Frequently Asked Questions
What is Certificate Transparency and why does it matter for OSINT?
Certificate Transparency (CT) is an open framework requiring CAs to log every SSL/TLS certificate to public logs. Over 2.5 billion certificates have been logged since 2013. For OSINT investigators, CT logs are a goldmine: every certificate contains the domain names it covers (in the CN and SAN fields), revealing subdomains, internal hostnames, staging environments, and infrastructure that organizations may not realize is publicly visible — all without sending a single packet to the target.
How do I search Certificate Transparency logs for a domain?

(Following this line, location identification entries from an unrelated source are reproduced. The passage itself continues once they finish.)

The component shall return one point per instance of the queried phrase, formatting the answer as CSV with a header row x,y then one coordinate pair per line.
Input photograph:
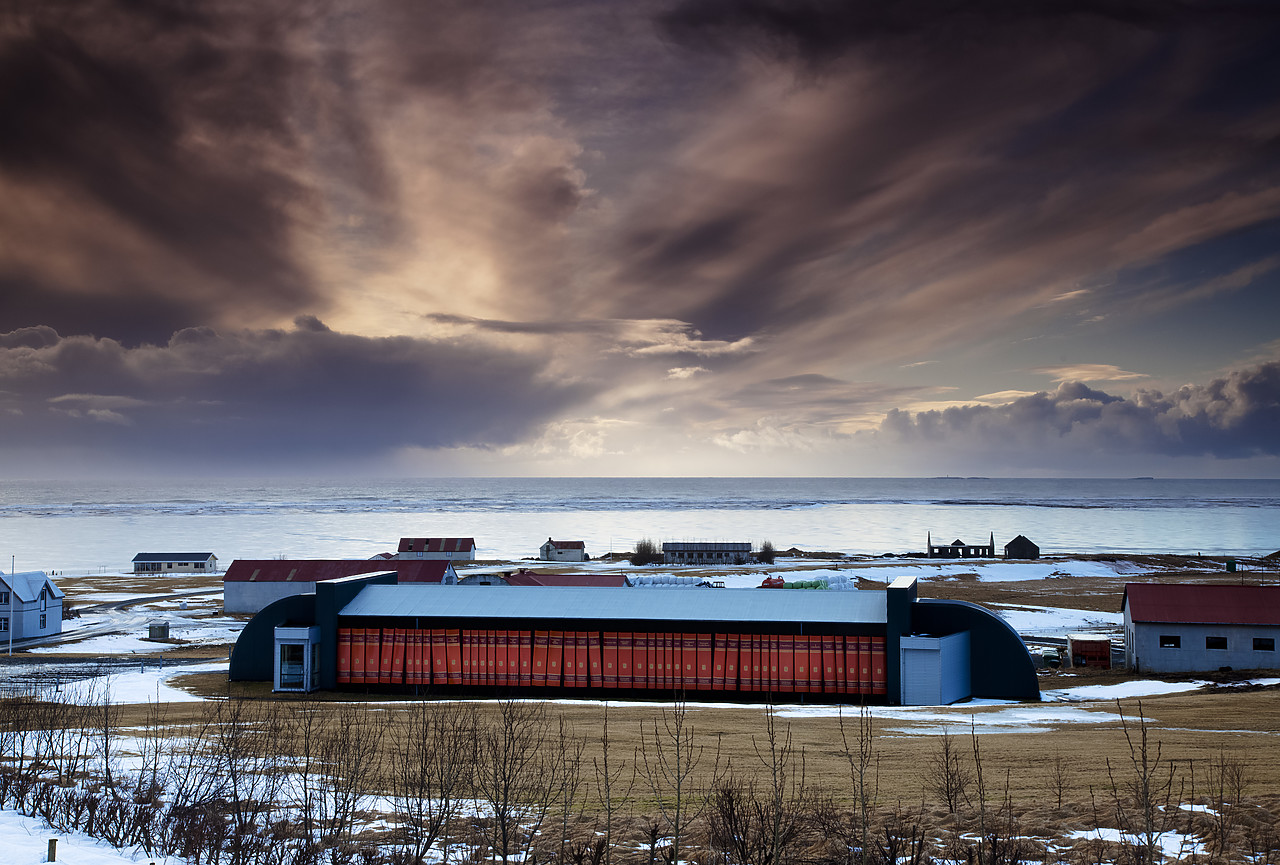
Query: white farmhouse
x,y
174,563
455,549
31,605
1184,627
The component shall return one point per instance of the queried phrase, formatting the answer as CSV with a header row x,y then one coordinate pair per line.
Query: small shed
x,y
1088,650
935,669
456,549
1022,548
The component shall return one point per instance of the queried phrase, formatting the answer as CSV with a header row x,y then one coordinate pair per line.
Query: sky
x,y
644,238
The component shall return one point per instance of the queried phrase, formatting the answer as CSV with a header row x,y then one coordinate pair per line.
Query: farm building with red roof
x,y
562,550
1200,627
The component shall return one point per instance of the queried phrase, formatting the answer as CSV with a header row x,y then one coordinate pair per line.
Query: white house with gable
x,y
562,550
31,605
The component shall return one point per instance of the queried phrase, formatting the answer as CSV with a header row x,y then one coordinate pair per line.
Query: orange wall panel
x,y
453,651
343,655
542,654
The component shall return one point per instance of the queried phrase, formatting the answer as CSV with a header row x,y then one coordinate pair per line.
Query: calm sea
x,y
96,526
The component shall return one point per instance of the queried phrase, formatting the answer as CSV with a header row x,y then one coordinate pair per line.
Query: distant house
x,y
456,549
250,585
174,563
707,553
1198,627
1022,548
958,549
562,550
31,605
524,577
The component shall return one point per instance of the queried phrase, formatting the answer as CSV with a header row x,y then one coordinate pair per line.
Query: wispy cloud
x,y
1088,372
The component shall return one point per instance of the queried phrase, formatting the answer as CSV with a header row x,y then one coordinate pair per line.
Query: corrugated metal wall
x,y
773,663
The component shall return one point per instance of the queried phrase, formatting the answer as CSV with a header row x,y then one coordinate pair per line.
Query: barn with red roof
x,y
453,549
1191,627
250,585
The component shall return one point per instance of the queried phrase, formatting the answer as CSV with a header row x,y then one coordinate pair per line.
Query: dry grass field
x,y
1050,770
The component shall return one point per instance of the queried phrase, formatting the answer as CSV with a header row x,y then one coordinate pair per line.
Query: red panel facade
x,y
453,653
611,672
720,667
595,669
542,651
343,655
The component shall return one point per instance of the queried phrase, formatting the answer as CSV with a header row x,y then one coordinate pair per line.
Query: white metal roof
x,y
659,604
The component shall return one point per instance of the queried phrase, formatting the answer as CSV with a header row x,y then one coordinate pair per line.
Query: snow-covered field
x,y
24,841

The most common method is querying crt.sh, a free CT log aggregator. Search for %.example.com to find all certificates with subdomains. The JSON API endpoint (crt.sh/?q=%25.example.com&output=json) returns structured data for scripting. For real-time monitoring, use Certstream. For programmatic access at scale, crt.sh also exposes a PostgreSQL database on port 5432 (user: guest, database: certwatch).
Can Certificate Transparency logs detect phishing campaigns?
Yes. ML models achieve 95%+ accuracy classifying phishing from CT metadata alone. Phishing indicators include: typosquatted domains with DV certificates, certificates obtained within hours of domain registration, short validity periods, and brand names in subdomains of unknown domains. Real-time CT monitoring via Certstream can flag suspicious certificates within minutes of issuance.
What are the privacy implications of Certificate Transparency?
CT logs permanently expose every hostname for which a certificate is issued. Research from IMC 2018 showed CT honeypot domains received scanning within 73 seconds. This reveals internal infrastructure, project codenames, and employee usernames. The primary mitigation is using wildcard certificates (*.example.com) to avoid exposing specific subdomain names.